Legacy systems, increasingly crossed with AI, shape OT modernization

Source: Group 10 0094_Large/S&P Global Media Portal via S&P Global.

Industrial organizations are entering a phase where digital ambition is colliding with the constraints of operational reality. Insights from a survey conducted by 451 Research from S&P Global Energy point to a defining theme: Progress hinges on the ability to integrate, not reinvent. A plurality of respondent organizations (31%) identify as digital infrastructure integrators, underscoring the complexity of brownfield environments and the premium placed on interoperability.

At the same time, cloud‑forward consumption models, edge‑local decision loops and accelerating AI uptake signal a shift toward architectures built for real‑time, multi‑site continuity rather than isolated pilot wins. The emerging narrative is one of disciplined modernization: Data quality, security, usability and governance will determine whether IoT, edge and AI initiatives advance from experimentation to reliable, scalable operational impact.

The Take

Vendors targeting industrial and operational technology (OT) buyers face a market that is no longer persuaded by vision alone; credibility now lies in reducing integration burdens and delivering architectures that work inside legacy‑heavy, resource‑constrained environments. The shift toward integrator‑led models signals that buyers want partners who enable assembly, not replacement. Cloud, edge and AI adoption patterns show clear demand for systems that operate reliably across distributed sites without imposing new governance overhead. The most successful vendors will focus on interoperability, clean data pipelines, operator‑ready usability and transparent life-cycle models that complement — rather than complicate — brownfield realities.

Recommendations are straightforward: design for mixed environments, prioritize API‑driven extensibility, invest in OT‑aware governance and support teams, and anchor value in measurable operational outcomes instead of feature catalogs and vision white papers. In a market defined by constrained talent, rising complexity and growing energy challenges, vendors win not by being expansive, but by being indispensable members of a partner ecosystem.

Summary of findings

Integrator mindset beats pure build-or-buy. When asked to classify their approach to digital infrastructure deployment, the largest proportion of respondents identify as integrators (31%), ahead of builders (26%), owners (21%) and consumers (19%). This points to a pragmatic center: Organizations want the benefits of cloud and edge platforms while retaining the flexibility to assemble best-fit stacks, implying demand for open interfaces, interoperable data layers, and services that accelerate assembly rather than dictate architecture.

Cloud delivery is the default for IoT apps — and rising expectations follow. Most respondents prefer to deploy IoT applications via cloud-based consumption (54%), ahead of on-premises (22%) and commercial IoT platform-delivered apps (18%). As cloud becomes the norm, buyers emphasize sovereignty and performance trade-offs, not ideology. Expect hybrid patterns where latency-sensitive functions persist at the edge while cloud hosts orchestration, analytics and multi-site governance.

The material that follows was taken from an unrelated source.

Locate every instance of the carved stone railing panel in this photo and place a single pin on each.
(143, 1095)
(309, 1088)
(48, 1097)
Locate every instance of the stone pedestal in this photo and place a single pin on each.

AI is already a front-line investment, not a lab project. To support their IoT and OT digital transformation, many organizations have deployed or will soon deploy cloud/as-a-service infrastructure (50%), generative AI tools (47%) and IoT platforms (44%). Looking slightly further out, over the next two years, intent is strongest for agentic AI (24%) and industry apps (23%). The pipeline skews from enabling layers to outcome-specific software, signaling a shift from generic tooling to targeted automation and decision support at the workface.

Perceived impact is highest where platforms and edge converge. Those that have adopted or plan to adopt new technologies expect the highest impact from IoT platforms (60%), cloud/as-a-service infrastructure (59%), and edge computing (57%), followed closely by agentic AI (54%) and generative AI (54%). Buyers associate impact with stack elements that unlock cross-site scale and real-time decision-making — evidence that architectural choices, not just algorithms, drive value realization.

CHART

GenAI’s OT lesson: governance first, magic later. Top-cited challenges among early deployments include a greater-than-anticipated need for oversight of GenAI responses’ accuracy and reliability (51%), limitations on data quality, access or security (48%), and issues with workforce adoption and trust (42%). The pattern indicates that productivity gains hinge on curating industrial data and clarifying accountability, not just selecting models. Governance, context and human factors remain decisive for sustainable impact.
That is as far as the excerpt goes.